Judges have better things to do than sit around and read the reams of paperwork that gets submitted to the court and placed in files. You are lucky if they have opened the file prior to calling your case in court much less have read anything and that includes the pleadings. It is highly unlikely it was read unless you have a non-busy family court judge and that is all he/she does. But he probably wouldn't even have it come across his desk unless it was mailed and addressed specifically to him which you could tell from the report. Then your beef is with whoever did the report.
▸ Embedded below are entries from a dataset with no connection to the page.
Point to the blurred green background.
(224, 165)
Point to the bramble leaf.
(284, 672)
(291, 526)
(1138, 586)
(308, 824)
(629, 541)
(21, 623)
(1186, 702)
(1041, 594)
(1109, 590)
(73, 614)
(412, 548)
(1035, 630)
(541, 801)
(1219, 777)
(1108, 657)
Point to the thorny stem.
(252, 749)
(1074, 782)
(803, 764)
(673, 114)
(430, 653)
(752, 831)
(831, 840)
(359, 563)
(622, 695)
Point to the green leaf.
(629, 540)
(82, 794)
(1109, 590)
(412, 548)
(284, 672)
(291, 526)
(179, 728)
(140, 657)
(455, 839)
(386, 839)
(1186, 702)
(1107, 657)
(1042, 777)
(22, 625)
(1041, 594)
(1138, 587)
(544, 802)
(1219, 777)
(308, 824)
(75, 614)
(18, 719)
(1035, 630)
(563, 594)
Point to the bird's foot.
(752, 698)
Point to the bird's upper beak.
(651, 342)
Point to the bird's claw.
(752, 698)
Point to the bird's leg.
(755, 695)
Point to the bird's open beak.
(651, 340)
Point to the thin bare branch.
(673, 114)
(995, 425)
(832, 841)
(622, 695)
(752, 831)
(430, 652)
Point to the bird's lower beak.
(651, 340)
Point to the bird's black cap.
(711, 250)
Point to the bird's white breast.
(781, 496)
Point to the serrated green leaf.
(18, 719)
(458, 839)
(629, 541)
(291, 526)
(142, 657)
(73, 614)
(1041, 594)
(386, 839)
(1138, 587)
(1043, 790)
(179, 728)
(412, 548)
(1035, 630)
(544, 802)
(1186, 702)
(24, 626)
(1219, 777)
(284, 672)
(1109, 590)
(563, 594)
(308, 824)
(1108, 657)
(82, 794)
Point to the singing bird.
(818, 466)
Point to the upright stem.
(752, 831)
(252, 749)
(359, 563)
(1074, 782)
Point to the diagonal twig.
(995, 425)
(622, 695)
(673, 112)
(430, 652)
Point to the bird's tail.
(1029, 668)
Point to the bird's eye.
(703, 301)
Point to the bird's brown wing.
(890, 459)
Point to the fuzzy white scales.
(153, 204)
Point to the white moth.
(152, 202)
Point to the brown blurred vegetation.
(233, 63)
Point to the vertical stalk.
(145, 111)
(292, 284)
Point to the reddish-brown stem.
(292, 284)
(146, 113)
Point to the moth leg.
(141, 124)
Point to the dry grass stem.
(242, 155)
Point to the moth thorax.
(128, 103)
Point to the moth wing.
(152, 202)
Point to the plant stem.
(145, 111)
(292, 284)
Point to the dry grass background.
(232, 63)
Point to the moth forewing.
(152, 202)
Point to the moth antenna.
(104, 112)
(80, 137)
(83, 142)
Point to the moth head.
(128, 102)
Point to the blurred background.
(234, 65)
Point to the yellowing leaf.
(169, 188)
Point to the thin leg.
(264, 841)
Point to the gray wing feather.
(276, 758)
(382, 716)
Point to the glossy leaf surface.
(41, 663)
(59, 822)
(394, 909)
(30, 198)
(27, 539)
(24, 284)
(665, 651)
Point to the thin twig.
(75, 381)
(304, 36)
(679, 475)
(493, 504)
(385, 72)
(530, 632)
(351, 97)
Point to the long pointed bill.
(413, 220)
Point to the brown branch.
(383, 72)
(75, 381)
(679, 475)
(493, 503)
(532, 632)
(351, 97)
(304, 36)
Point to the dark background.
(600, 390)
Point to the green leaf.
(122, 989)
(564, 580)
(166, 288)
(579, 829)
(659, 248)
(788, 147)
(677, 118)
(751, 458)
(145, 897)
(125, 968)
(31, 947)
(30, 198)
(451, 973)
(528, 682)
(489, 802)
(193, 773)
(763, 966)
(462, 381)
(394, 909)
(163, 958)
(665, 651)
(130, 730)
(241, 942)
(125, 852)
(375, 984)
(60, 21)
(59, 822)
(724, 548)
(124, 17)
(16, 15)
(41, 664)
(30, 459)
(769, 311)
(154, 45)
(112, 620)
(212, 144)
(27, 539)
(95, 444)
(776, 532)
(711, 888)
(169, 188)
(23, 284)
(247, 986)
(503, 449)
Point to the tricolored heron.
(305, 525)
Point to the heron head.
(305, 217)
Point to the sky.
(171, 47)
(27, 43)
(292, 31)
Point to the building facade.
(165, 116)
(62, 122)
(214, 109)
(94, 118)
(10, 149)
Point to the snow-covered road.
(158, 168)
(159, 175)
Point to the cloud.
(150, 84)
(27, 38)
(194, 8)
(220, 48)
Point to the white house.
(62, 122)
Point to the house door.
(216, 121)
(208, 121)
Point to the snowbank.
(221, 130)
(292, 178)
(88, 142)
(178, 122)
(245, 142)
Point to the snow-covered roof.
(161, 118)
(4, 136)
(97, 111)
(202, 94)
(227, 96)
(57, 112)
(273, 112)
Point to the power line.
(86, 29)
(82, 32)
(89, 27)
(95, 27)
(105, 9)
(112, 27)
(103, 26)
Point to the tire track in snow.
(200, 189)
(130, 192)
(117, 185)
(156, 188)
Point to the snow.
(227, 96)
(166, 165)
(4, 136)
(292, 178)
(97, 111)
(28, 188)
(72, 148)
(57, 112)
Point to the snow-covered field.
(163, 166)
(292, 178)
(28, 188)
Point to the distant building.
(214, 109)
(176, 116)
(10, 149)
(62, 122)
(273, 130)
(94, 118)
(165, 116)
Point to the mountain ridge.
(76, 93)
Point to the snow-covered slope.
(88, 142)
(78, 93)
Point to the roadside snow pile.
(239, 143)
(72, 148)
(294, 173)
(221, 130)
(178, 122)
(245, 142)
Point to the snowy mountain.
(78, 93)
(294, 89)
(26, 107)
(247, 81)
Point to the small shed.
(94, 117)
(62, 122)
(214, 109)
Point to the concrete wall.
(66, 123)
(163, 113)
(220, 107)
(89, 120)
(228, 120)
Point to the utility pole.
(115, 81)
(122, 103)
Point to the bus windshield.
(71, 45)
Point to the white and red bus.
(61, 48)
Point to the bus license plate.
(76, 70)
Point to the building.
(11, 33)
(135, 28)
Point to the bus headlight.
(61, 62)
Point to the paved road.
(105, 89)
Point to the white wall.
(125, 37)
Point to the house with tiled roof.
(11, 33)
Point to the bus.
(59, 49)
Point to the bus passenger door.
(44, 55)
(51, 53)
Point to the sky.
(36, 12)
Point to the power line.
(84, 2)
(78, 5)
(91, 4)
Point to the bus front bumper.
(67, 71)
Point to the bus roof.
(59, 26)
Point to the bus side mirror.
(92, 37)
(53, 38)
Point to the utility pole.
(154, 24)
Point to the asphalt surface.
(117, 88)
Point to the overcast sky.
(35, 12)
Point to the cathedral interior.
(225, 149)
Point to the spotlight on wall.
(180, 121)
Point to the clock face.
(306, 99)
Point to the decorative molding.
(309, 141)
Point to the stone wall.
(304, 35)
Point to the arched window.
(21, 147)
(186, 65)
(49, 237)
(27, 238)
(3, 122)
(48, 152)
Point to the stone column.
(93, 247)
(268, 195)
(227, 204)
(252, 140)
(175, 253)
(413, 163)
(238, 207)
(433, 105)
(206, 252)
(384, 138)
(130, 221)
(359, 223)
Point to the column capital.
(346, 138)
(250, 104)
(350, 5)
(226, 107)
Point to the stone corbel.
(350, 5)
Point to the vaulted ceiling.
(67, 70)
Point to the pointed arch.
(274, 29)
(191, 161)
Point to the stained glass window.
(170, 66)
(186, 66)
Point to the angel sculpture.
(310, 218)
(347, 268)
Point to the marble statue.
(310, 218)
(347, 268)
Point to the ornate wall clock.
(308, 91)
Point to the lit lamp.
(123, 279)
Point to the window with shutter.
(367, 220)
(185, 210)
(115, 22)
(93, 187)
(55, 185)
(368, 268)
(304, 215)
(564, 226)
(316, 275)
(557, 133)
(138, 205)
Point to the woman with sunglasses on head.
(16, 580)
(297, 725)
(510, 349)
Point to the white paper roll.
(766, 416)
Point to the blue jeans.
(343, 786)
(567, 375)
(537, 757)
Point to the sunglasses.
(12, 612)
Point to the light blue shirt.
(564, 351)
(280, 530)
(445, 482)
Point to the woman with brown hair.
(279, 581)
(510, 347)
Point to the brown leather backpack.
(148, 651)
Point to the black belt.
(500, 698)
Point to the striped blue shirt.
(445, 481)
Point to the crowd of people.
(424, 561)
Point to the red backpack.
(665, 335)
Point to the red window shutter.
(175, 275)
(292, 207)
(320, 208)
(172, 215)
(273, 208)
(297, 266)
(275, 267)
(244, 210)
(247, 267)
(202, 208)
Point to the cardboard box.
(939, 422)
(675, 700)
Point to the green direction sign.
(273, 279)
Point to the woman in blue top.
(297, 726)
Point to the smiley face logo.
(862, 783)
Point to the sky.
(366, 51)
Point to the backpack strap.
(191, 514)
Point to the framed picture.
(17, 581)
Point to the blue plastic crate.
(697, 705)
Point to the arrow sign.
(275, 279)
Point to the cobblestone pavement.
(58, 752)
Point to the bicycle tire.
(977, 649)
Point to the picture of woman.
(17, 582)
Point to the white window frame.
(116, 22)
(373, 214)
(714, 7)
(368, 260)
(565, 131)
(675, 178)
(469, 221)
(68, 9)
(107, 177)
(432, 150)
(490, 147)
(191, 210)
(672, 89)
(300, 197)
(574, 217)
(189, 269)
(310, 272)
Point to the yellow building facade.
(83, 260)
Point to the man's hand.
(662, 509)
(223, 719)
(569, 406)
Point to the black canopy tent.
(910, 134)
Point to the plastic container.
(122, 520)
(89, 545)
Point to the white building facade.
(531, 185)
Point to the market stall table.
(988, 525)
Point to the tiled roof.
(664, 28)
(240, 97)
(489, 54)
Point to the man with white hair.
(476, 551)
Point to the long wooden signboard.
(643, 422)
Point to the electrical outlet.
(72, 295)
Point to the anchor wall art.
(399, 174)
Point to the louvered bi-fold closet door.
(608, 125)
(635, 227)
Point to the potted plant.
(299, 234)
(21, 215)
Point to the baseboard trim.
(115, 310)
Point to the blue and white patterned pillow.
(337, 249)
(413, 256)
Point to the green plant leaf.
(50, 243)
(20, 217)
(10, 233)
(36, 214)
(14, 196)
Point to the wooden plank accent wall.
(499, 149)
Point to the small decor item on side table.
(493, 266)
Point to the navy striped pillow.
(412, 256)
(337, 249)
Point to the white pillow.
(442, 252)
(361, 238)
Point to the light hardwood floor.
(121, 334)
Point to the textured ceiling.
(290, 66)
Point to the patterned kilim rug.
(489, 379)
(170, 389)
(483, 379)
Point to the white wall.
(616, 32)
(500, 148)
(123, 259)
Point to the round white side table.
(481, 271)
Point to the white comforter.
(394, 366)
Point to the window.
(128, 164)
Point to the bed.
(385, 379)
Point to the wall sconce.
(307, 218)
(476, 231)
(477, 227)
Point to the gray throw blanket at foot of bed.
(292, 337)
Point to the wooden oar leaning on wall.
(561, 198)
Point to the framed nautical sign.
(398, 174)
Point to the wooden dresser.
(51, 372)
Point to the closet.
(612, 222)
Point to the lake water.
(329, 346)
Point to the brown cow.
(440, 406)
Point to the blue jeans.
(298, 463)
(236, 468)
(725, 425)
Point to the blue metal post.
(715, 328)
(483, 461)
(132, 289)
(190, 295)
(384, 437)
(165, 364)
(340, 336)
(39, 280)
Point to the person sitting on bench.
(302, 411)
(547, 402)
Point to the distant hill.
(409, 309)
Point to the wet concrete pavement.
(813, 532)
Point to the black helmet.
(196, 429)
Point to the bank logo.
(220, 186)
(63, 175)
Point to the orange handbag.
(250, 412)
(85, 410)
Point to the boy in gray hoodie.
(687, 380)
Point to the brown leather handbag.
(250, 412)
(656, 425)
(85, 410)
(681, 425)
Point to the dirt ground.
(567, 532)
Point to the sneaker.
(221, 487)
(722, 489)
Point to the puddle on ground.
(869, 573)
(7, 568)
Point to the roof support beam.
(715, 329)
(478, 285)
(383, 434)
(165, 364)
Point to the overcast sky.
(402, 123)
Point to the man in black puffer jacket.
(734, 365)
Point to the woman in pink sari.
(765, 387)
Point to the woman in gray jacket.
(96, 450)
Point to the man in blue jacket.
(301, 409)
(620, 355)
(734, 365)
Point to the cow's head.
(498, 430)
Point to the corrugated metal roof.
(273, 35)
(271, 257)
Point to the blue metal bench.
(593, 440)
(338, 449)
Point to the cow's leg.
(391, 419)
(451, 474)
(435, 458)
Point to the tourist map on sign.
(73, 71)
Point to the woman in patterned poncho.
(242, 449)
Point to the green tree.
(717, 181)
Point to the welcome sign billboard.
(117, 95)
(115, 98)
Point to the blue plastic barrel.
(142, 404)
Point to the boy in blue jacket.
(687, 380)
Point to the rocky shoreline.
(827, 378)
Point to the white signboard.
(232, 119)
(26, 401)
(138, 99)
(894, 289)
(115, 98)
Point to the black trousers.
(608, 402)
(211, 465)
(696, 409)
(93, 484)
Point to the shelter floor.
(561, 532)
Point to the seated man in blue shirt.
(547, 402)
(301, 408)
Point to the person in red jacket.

Even if found in the court file and read, a Judge will usually say he isn't considering it until it is admitted into evidence. Same goes for hearsay evidence, once they hear it you can't unring the bell, but you trust their training to ignore it when they rule something is inadmissable due to hearsay.

Sometimes attorneys do pro bono work when they think the cause is just and don't want to see the right person get wronged because they can't afford to fight.
 
It seems that you are speculating about what may have happened. Stick to the facts: If the therapist was ordered to appear before the judge and did not, wouldn't that be contempt of court?

As for the opposing attorney, I'd say whether or not he is getting paid or receiving any other compensation is none of your business.
 
Wayne, I just saw Mark's response and remembered something else. In my state and many others, the law allows those kind of reports to go to attorneys but not to the parties. I can't even make a copy for my clients, even their own evaluation. Just to keep it from falling into the wrong hands. Since you are pro se, they won't send one to you. To answer Mark's question, reports are always sent in lieu of a court appearance/hearing. There appearance is only required when an evidentiary hearing is scheduled and the therapist is subpoenaed in for questioning by one side or both. Typically most reports are admitted by stipulation of the parties. If you think the therapist missed something then it would be up to you to subpoena them in whenever the case comes to hearing in which the report is going to be used. Also typically, when one side doesn't like a therapist's report, they hire a different therapist to make an evaluation and hopefully use your input. Then the court fight turns into dueling therapists. You can also write the therapist and provide them particular information to see if they would amend their report. That's how you can spend your life savings fighting these things.